The opacity of his glass panels has the layered and muted quality of cloud cover with sudden bursts of colour, the surprise of lichen growing on stone or bright weeds flowering between cracks in the paving.

These pieces are just chapters in a long history of experimentation with glass. Schurmann trained as a scientific glass blower in Germany in 1980. For the next ten years he travelled as a journeyman, visiting studios throughout the world and exploring the field of glass art. Then he returned to Ireland. Throughout the nineties, between private commissions and exhibition work, he delved further into the art of glass, creating new colour compositions, textures, and ways of controlling the passage of light.

The opacity of his glass panels has the layered and muted quality of cloud cover with sudden bursts of colour, the surprise of lichen growing on stone or bright weeds flowering between cracks in the paving. The colours come from the nature of urban decay: the tidal scum of the Liffey, verging from green to black and darker grey; the mossy algae that grows around a persistent leak in a whitewashed wall. In terms of process the panels are fused – the glass is laid out in a kiln on a ceramic shelf and melted into a sheet – and devitrified, a process of very slow heating which gives them their white translucency. The colours are glass pigmentation, melted into the glass during the process. He often works with two panels of glass, one transparent and one opaque, fused together.
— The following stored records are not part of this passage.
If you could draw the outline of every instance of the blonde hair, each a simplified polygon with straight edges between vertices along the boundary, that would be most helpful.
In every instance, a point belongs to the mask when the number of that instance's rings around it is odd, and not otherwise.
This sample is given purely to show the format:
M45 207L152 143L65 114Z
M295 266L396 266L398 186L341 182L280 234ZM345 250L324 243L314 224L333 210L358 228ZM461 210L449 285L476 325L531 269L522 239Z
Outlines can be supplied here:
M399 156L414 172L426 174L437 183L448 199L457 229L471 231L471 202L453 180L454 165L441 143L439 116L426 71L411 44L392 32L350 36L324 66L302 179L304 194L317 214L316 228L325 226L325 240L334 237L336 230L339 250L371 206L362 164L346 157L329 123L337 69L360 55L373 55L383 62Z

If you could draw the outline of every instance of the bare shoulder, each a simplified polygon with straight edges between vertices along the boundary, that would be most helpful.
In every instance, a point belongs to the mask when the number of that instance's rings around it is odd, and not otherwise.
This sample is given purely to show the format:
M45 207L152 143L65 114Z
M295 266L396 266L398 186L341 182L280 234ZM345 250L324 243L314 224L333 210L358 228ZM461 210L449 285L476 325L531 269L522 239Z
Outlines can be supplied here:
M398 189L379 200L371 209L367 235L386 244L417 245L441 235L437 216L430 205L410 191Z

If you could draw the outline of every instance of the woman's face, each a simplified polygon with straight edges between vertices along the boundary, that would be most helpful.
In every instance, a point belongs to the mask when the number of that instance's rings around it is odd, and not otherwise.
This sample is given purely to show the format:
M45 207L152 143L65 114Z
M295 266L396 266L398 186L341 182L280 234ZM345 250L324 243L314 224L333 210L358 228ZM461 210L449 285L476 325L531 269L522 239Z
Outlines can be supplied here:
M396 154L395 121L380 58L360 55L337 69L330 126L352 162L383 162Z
When it’s dark outside it creates a reflection; in daylight the colours are transposed onto an opaque background. In Schurmann’s work, small specific memories of colour and movement – the way that colours overlap in the iris of an eye, the motion of someone running barefoot on hot sand – are captured within the glass. Sometimes, he says, he will remember colour combinations for years, more clearly than people’s names. Colour is trapped in memory, and then in glass, so that the end effect is of memory trapped in glass. And, because these memories relate to the way that colours combine in nature, they carry an essence of familiarity. They trigger an emotion, bring elusive memories to the surface, and then the light changes and you’ve lost it because the piece has been transformed into something else.